Tutte le volte in cui parlo con Nicola del tema minusvalenze mi fa venire dei dubbi atomici. A volte questi sono scaturiti da mie mal interpretazioni, a volte dalla sua ostilità dal tema in altri casi sono solo un maniaco ossessivo io.
Ne nascono però alcuni spunti interessanti tra cui: se uno dovesse compensare minusvalenze come si recuperano il prima possible?
Son meglio obbligazioni sotto la pari in titoli di stato o in bond corporate?

MINUSVALENZE E PLUSVALENZE
Ho spiegato mille volte come funzionano le minusvalenze e le plusvalenze in Italia.
Questo articolo è copiatissimo da altri siti che sanno usare molto meglio di me la SEO, se hai dubbi, leggitelo.

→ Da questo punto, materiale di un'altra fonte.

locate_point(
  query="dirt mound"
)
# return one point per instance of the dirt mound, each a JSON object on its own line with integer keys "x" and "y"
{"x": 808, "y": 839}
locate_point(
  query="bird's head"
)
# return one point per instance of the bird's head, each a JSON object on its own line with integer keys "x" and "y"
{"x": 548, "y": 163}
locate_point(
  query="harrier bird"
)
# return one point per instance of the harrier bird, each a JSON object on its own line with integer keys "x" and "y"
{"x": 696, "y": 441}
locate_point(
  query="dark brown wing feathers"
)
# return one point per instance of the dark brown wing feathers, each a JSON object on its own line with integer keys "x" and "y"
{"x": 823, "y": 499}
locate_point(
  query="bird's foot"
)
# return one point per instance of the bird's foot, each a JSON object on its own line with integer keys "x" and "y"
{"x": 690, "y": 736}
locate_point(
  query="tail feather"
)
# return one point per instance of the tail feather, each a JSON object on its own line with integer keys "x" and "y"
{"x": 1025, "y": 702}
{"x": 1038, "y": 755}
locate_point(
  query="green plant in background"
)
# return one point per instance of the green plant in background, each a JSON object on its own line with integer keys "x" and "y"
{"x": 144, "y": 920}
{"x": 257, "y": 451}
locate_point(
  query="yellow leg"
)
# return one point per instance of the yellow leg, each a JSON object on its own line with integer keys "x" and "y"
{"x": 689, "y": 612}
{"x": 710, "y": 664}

Il punto in estrema sintesi è: se hai venduto in perdita degli strumenti finanziari questi finiscono nel cassetto fiscale e puoi usarli per compensare (cioè pagare meno tasse) sugli strumenti in guadagno.

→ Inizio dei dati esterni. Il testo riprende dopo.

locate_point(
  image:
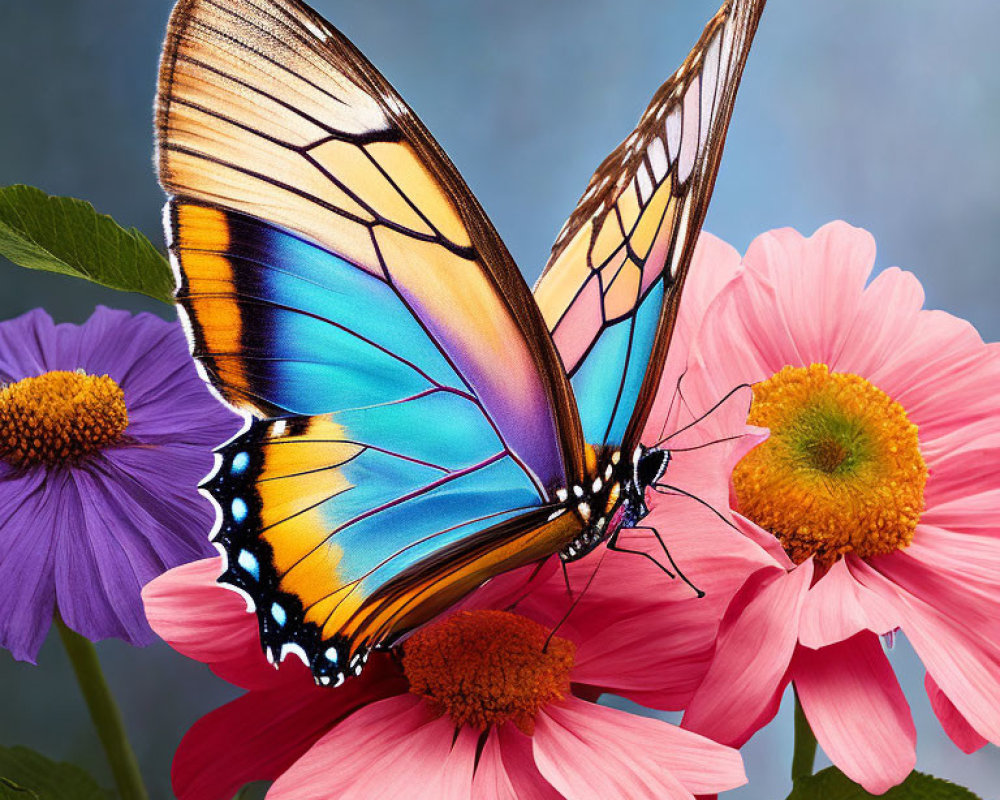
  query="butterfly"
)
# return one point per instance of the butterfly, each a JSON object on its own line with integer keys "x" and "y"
{"x": 418, "y": 421}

Questo concetto, in USA noto come Tax loss harvesting, è una cosa da conoscere per ogni investitore. Soprattutto quelli che in passato si sono affidati a consulenti di dubbi capacità e hanno accumulato perdite enormi.

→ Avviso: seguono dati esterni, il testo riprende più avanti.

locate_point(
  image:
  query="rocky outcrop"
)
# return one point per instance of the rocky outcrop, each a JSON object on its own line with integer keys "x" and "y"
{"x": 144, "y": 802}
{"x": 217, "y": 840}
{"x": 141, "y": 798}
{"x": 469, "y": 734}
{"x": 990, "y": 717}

Un altro punto da tenere in conto per la successiva spiegazione è che i titoli di stato hanno una tassazione sul capital gain del 12,5% mentre tutti gli altri strumenti finanziari il 26%.
GUIDA AL RECUPERO MINUSVALENZE
Quando mi sono chiesto quale sia il modo migliore per recuperare le minusvalenze mi sono trovato davanti ad una serie di dogmi e ragioni.
Ricordavo che a fronte di un rendimento uguale ma dovendo scegliere tra due strumenti con tassazione diversa, uno il titolo di stato al 12,5% e l’altro un bond corporate al 26%, era sempre preferibile il secondo in quando “permette di recuperare più minus”.
Poi mi son messo a fare i conti e sta frase non aveva senso.
Il punto è che molti confondono due tipi di esigenze e due tipi di strategie.
1. COMPENSARE MINUSVALENZE CON MENO CAPITALE
Per capire quanto capitale ti serve per il recupero di una minus il calcolo da fare è semplice.
Se abbiamo 1000€ di minusvalenze serviranno 8.000€ di investimenti in titoli di stato e 3.846€ in bond corporate (o ETN o azioni, se semo capiti).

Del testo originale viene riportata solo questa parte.